Oct. 09--It was just over two decades ago that MTV began bombarding its viewers with the sounds of Seattle's grunge movement, featuring the angst-ridden anthems and grinding guitars of the scene's most pivotal trail-blazers: Nirvana, Pearl Jam and Soundgarden.
For me, the music still resides in a nice, cushy corner of my heart. I may never be able to let it go.
After all, few bands in rock history have made a more immediate and tangible impact on the contemporary musical landscape than those flannel-wearing trendsetters did at a time when mainstream radio was awash in the hair metal of Poison and Def Leppard.
But seemingly within hours of the release of Nirvana's anarchic, rage-fueled single "Smells Like Teen Spirit" -- and its twisted, anti-pep-rally video -- the rules had changed.
Artifice was devalued; pure, raw emotion became king.
Just as the Beatles, Led Zeppelin, the Who, Pink Floyd, the Doors and so many others survived absurdity to earn integrity, affecting the collective consciousness by spearheading a unilateral force that united a single counterculture in the mid-'70s, the '90s were my rock 'n' roll revolution.
I was reminded of this fact after stumbling upon writer/director Cameron Crowe's 2011 documentary "Pearl Jam Twenty" on Netflix over the weekend. It comes to TV this weekend, airing on VH1 at 10 p.m. Saturday.
Part of me wishes I had seen it sooner but, nevertheless, the film successfully jogged my memory of exactly how that period of untied combat boots, knit caps, unkempt hair and walls of visceral distortion captivated the rock world.
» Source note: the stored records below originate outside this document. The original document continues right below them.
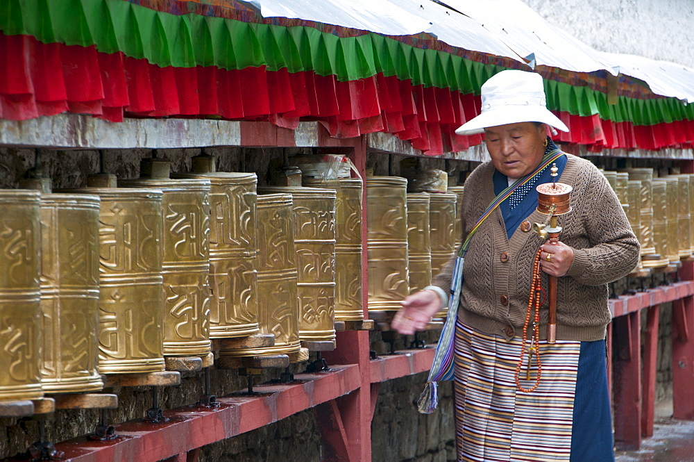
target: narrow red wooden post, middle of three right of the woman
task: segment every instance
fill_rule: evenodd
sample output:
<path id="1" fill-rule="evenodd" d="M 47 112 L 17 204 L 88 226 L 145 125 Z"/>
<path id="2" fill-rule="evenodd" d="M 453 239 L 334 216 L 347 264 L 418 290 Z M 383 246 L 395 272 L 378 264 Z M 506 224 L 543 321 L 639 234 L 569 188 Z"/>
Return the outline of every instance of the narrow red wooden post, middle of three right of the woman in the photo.
<path id="1" fill-rule="evenodd" d="M 660 305 L 648 308 L 643 345 L 643 377 L 641 377 L 641 434 L 653 436 L 655 383 L 658 366 L 658 327 Z"/>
Some might say this movie is a fan-only production. I tend to think of it as a reverently assembled tribute to the career of a working band that's still very much, to quote the title of Pearl Jam's most iconic hit, "Alive."
Crowe traces their roots to predecessor Mother Love Bone, a late '80s group formed by guitarist Stone Gossard and bassist Jeff Ament with singer Andy Wood. Wood, a huge personality who, in concert footage, seems as much glam as grunge, died of a heroin overdose in 1990.
The resulting search for a new frontman led to an audition tape from a young Californian named Eddie Vedder, and once he joined the reconstituted lineup -- which also included lead guitarist Mike McCready and a revolving door of drummers until they finally settled on former Soundgarden member Matt Cameron -- the skies were quite literally the limit.
How Pearl Jam dealt with their sudden rise to popularity, and the explosion of the Seattle music scene in general, is the subject of some of the most revealing interviews.
Crowe dutifully covers well-known points in the band's history, including Vedder's early feud with Nirvana's Kurt Cobain, the group members' appearance before a Congressional subcommittee as they protested Ticketmaster service charges, and the death of nine fans crushed by the crowd at the Roskilde Festival in Denmark in 2000.
That particular event forced the group to reexamine how it operated, and why. The reflection, and remorse, shown by Vedder and company is striking.
But the film details all of these circumstances with starry-eyed precision, stringing together one remark-able archival clip after another, which captures the majesty of this phenomenal live act, as well as some of the singer's most jaw-dropping, free-fall stage dives.
Their flinty independence and brawny, expansive sound, in songs like "Jeremy" and "World Wide Suicide," remain intact, as the group consistently fills arenas without chart-topping albums, commanding a fan devotion relished by the likes of, say, jam-band frontrunners Phish.
With its intimacy and (this can't be emphasized enough) superb hi-def quality, "Pearl Jam Twenty" is two hours of compelling rediscovery, especially if you got even a whiff of the grunge-soaked sea change of the '90s.